Manual removal of RFM’s is not recommended and is potentially harmful to the cow, as well as showing no known benefit to reproductive outcomes in various clinical studies. Membranes can be trimmed to the level of the vulva to reduce contamination from the environment. Typically untreated cows will expel their membranes in 2-11 days. Treatment with antibiotics is only indicated if the cow is clinically unwell.

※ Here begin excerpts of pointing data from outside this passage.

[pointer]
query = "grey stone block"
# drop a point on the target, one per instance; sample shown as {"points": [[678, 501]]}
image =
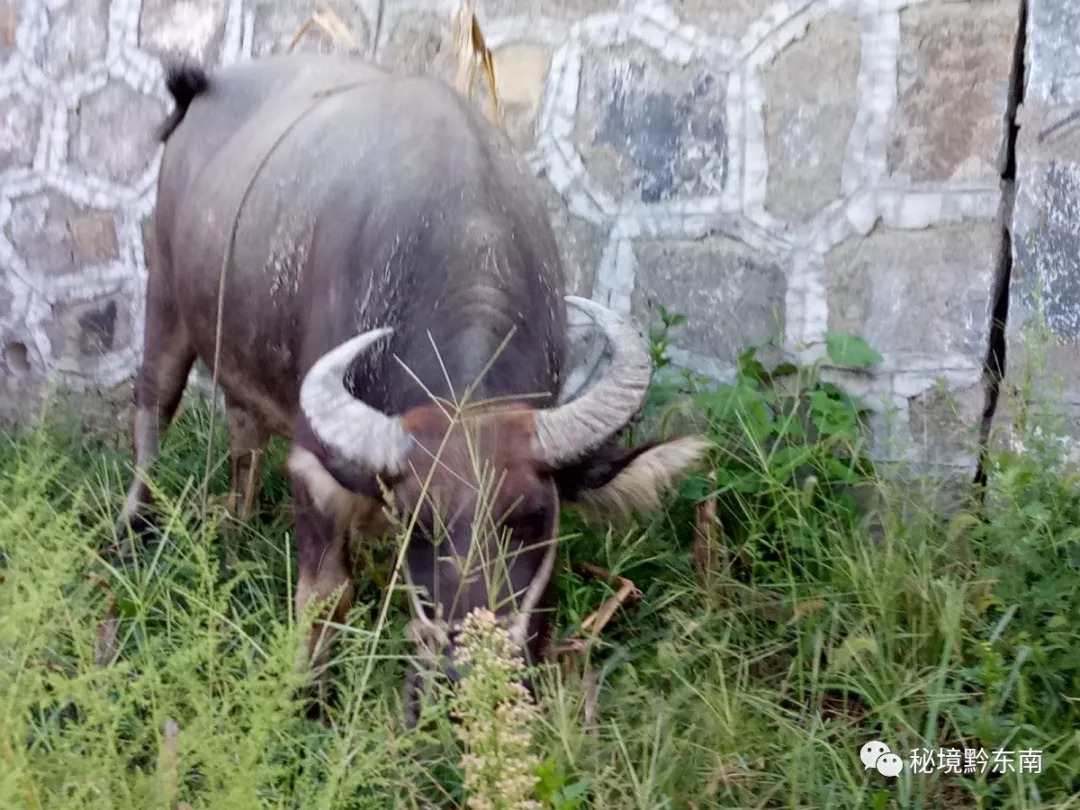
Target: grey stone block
{"points": [[944, 424], [1047, 245], [490, 10], [78, 36], [55, 237], [113, 133], [651, 130], [916, 294], [1043, 327], [189, 27], [580, 243], [521, 71], [420, 44], [277, 23], [1053, 52], [731, 295], [730, 18], [954, 90], [19, 127], [810, 92], [88, 329]]}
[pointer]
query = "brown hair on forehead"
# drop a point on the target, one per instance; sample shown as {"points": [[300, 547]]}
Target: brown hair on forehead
{"points": [[494, 441]]}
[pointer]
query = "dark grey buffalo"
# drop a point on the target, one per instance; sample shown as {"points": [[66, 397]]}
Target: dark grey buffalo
{"points": [[394, 305]]}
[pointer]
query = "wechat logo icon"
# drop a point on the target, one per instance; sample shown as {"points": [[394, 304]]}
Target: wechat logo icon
{"points": [[876, 754]]}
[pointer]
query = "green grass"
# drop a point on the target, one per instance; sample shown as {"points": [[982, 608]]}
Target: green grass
{"points": [[824, 625]]}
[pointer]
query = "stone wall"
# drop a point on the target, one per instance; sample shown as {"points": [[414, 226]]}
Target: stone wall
{"points": [[1043, 281], [771, 169]]}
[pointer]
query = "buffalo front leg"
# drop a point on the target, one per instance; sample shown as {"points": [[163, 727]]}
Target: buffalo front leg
{"points": [[324, 577], [167, 358], [247, 441]]}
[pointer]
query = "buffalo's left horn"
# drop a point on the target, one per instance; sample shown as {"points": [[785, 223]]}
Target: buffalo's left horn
{"points": [[568, 432], [347, 426]]}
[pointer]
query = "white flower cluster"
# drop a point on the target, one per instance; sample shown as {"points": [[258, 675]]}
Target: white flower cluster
{"points": [[495, 712]]}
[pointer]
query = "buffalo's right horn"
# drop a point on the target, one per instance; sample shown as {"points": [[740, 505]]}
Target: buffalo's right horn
{"points": [[346, 424], [567, 432]]}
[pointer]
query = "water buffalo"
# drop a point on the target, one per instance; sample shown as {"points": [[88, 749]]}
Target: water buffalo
{"points": [[385, 255]]}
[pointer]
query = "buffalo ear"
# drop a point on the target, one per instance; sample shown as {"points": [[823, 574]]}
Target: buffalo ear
{"points": [[615, 481]]}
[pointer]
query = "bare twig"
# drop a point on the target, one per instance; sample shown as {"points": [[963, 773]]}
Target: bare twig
{"points": [[470, 46], [595, 622], [332, 24], [170, 761]]}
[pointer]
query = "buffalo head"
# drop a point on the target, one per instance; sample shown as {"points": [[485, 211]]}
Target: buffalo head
{"points": [[480, 486]]}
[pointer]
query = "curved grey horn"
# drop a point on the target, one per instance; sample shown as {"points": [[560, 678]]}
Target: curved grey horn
{"points": [[567, 432], [355, 431]]}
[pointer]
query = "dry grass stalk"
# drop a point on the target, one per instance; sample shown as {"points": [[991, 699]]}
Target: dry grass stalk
{"points": [[332, 24], [471, 50], [169, 761], [576, 646], [595, 622]]}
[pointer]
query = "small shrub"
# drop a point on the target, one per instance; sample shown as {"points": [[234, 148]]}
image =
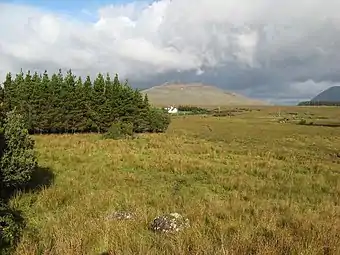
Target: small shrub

The incidence of RFM’s in a dairy herd should be below 2%. If you are seeing unacceptable levels of RFM’s, predisposing causes should be identified and eliminated. A simple blood test will show inadequate selenium levels, and supplementation with selenium (and vitamin E) for these herds has been found to be incredibly beneficial at reducing and preventing the number of RFM’s a herd is seeing.

Calf cleanliness:

To have a healthy and productive cow you must first give her the best start in life.

  • Navel Dip

What is it? Iodine solution usually in a navel cup for easy application

Why do it? The calf’s navel is an entry into the calf’s body where bacteria can travel up and enter into the bloodstream. Doing a navel dip on calves can help reduce the risk of common navel issues, including

  • Navel infections and abscesses
  • Wet navel
  • Umbilical cord hernias

It can also help reduced the risk of more serious conditions such as:

  • Sepsis
  • Joint ill

How to do it: Immediately after calving clean mud or straw off navel. Dip entire navel in iodine solution for a minimum of 5 seconds.

Re-check in 12-18hours time. Re-dip if the navel if looking wet.

  • Cleaning of the calf shed and trailer

Calf health and hygiene extends beyond just keeping the navel clean from infection – it is also essential to keep a clean environment. This helps to prevent bacteria and other bugs from effecting your calves and potentially causing pneumonia, scours and other serious illnesses. Two key areas to regularly clean are the calf sheds and trailers.

‘Vetsan’ disinfectant can be used on both sheds and trailers and also used whilst the calves are still in the shed; check the label for instructions. It helps fight infections from Rotavirus, E coli, Salmonella, Coronavirus, Cryptosporidium and Clostridium which commonly cause losses amongst calf rearers.

Key points:

  • Wash and disinfect trailers after every use.
  • Refresh calf shed bedding as needed and disinfect using Vetsan weekly.
  • In the calf sick pen(s) more frequent cleaning will often be necessary to assist with treatment

Premating – things to be thinking about:

  • Tailpaint 35 days before Planned Start of Mating (PSM) and record standing heats
  • Have all the cows been metrichecked?
  • Trace element testing should be done 6 weeks prior to PSM. Avoid copper injectable supplementation for one month prior to PSM.
  • Body condition score herd to identify cows that need a little extra feed/care.
  • Consider drenching heifers and lighter cows- there is good evidence that heifers drenched pre-mating with Eprinex conceive significantly earlier than untreated heifers.
  • Non-cyclers should be treated ten days prior to PSM to maximise economic benefit.
  • Have you got enough bulls? Recommendation is 1 bull per 30 ‘open’ cows.

Remember- the aim is to have 85% of the herd cycling in the 3-4 weeks before mating starts. Early intervention for non-cyclers is key!